The paper presents a new methodology, termed MATATA, targeting the enhancement of mathematical reasoning capabilities in LLMs when applied to tabular data challenges. Recognizing the increasing potency of LLMs augmented by external tools, the authors propose a novel, cost-effective approach leveraging Small LLMs (SLMs) with emphasis on data privacy—a crucial consideration in sensitive business environments.

Contributions and Methodology

The authors introduce the MATATA framework centered on two key mechanisms—tool utilization and weak supervision—to enable mathematical reasoning. This approach avoids the pitfalls of heavily relying on large, closed-source models such as GPT-4, thereby sidestepping privacy issues and significant computational overheads.

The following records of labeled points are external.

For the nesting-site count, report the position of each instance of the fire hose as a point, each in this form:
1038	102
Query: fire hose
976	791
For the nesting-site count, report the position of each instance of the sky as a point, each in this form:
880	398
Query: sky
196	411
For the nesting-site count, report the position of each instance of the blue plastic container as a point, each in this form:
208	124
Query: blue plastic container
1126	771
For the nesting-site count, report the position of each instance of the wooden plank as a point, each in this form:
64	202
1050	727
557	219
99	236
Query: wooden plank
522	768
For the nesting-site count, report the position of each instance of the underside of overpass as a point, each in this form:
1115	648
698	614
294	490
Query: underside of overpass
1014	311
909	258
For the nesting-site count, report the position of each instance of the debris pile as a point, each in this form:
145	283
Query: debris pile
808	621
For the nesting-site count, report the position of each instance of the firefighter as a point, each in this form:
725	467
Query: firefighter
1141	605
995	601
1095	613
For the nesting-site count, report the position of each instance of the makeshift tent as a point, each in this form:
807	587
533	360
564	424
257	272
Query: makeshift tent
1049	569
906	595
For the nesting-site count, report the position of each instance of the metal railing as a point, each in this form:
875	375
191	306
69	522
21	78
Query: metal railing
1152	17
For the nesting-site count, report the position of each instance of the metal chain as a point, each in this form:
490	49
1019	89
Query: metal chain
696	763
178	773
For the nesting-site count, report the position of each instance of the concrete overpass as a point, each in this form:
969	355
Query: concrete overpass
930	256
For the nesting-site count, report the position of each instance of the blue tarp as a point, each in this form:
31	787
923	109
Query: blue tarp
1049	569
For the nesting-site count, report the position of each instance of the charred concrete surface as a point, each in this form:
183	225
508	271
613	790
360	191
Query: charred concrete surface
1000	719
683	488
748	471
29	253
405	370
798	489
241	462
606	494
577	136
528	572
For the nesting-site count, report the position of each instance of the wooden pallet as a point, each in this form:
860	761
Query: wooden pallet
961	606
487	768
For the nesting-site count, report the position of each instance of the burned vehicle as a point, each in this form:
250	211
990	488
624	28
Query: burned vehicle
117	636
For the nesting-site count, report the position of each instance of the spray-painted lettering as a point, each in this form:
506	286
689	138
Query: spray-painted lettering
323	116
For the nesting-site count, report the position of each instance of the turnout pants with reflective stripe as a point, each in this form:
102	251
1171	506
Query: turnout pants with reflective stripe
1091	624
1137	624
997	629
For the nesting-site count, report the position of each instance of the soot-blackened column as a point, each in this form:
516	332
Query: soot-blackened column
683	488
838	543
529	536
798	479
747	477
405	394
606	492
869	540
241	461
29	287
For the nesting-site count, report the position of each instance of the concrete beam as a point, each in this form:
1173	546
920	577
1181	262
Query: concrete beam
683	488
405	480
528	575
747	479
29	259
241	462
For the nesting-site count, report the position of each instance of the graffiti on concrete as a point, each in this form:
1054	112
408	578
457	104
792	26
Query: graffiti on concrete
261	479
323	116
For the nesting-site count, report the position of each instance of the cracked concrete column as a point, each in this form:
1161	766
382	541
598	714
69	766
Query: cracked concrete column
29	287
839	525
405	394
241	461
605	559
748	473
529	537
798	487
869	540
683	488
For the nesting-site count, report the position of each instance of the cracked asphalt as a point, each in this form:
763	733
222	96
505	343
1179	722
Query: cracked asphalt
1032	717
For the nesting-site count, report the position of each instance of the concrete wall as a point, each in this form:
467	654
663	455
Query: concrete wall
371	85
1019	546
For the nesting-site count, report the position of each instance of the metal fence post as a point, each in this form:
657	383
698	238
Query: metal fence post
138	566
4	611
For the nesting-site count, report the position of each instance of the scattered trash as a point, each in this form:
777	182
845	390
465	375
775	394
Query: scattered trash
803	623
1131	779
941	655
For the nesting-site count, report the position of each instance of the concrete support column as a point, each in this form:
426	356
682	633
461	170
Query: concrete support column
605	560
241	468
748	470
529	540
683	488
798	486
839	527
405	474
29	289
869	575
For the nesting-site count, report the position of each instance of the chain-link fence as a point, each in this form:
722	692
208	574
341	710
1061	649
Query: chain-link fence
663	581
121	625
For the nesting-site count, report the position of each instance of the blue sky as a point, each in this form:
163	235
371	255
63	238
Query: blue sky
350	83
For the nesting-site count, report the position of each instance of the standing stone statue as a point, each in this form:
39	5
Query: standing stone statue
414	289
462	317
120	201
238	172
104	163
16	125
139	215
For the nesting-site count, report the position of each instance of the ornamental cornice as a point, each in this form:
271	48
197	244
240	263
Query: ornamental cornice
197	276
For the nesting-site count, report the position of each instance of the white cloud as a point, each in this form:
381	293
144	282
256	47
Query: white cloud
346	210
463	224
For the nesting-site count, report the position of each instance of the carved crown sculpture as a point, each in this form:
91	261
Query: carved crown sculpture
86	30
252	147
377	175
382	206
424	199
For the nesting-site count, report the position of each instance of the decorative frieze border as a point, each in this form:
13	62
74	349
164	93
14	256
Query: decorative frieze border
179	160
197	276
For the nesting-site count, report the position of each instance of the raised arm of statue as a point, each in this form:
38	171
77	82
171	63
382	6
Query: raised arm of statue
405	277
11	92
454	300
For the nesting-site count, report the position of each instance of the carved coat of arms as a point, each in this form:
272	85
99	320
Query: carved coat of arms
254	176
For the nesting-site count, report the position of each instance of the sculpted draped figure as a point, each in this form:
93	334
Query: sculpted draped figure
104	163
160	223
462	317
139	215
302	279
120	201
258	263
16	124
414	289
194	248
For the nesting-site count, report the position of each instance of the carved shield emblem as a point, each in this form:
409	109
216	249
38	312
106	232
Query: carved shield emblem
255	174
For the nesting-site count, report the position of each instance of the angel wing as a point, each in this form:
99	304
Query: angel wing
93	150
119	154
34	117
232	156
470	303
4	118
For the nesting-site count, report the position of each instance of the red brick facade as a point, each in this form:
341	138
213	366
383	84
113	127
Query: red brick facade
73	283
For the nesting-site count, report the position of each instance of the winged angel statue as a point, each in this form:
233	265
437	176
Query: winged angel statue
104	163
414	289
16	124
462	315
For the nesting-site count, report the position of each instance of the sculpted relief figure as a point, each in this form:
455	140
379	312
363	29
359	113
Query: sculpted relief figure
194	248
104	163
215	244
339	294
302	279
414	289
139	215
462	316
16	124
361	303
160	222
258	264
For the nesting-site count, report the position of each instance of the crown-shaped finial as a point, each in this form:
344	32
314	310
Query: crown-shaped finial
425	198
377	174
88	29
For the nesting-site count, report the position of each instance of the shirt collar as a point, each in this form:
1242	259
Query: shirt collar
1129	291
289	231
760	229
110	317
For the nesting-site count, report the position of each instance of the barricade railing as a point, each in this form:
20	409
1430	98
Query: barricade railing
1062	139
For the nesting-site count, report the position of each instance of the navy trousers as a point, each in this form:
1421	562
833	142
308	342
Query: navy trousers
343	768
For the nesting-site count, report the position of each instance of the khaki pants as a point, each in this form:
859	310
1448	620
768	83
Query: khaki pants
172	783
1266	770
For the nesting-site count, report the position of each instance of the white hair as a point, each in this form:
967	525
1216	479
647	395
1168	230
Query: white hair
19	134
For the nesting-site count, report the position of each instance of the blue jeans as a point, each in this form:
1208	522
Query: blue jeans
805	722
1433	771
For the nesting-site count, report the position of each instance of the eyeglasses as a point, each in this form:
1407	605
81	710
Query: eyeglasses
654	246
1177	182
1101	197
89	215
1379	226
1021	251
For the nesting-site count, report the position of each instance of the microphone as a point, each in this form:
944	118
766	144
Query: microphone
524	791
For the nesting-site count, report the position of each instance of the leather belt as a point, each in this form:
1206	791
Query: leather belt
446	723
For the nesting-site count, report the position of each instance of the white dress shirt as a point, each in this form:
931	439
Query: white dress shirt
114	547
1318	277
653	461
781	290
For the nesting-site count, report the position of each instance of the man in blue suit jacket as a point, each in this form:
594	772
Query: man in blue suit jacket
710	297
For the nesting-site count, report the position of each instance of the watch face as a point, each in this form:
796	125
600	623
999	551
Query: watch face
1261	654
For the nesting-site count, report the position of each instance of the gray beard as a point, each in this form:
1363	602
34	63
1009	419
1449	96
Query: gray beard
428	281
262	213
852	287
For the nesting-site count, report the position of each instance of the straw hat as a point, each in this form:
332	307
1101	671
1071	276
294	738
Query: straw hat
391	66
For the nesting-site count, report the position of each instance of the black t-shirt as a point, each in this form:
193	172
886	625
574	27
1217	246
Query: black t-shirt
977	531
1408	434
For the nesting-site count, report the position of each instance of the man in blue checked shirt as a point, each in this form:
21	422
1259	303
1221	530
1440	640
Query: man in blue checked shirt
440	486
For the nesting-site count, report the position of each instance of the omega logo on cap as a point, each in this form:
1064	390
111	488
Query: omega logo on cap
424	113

  1. Tool-Augmented Framework: MATATA employs a planner that uses predefined, reusable tools allowing the decomposition of complex problems into simpler subtasks. Each subtask is then processed through specific fine-tuned small models, an approach that maintains robust performance while enhancing model scalability.
  2. Weak-Supervised Learning: By utilizing a self-improvement paradigm incorporating progressive, iterative fine-tuning stages, the MATATA framework refines its model performance initially with few-shot prompts to establish a baseline. Using reasoning trajectories generated by baseline models, these prompts are subsequently replaced, reducing the input size and improving inference speed.
  3. Alignment Process: The framework implements a two-stage training process involving Supervised Fine-Tuning (SFT) followed by Kahneman-Tversky Optimization (KTO) for model alignment—a method suited to leveraging weak supervision through binary correctness signals without relying on multiple samplings or additional models.

Experimental Validation

The paper provides comparative analysis on datasets such as FinQA, TAT-QA, and TabMWP, illustrating MATATA's competitive performance against other models, including frameworks employing extensive prompt engineering or relying on larger models. MATATA-8B, for instance, surpasses certain fine-tuned models and shows proximity in performance to models like TAT-LLM-70B despite using an order of magnitude fewer parameters.

Further, the results underscore MATATA's scalability through the sharing of tools across datasets, suggesting potential for improved breadth and depth of model capability when trained on diverse data.

Implications and Future Directions

The MATATA framework is presented as a promising avenue for developing high-performance, privacy-centric mathematical reasoning systems. Its ability to operate efficiently with SLMs and minimal manual prompt engineering effort makes it attractive for business applications where data sensitivity is paramount. The research posits that further developments could involve the scaling of SLMs to incorporate broader datasets and tasks, thereby enhancing reasoning capabilities further while maintaining the approach's cost-effectiveness.

In conclusion, this paper aligns itself with the broader trajectory in AI research seeking to optimize computational resources and ensure data privacy without compromising on performance, providing a viable path forward for real-world applications involving complex data interpretation and reasoning.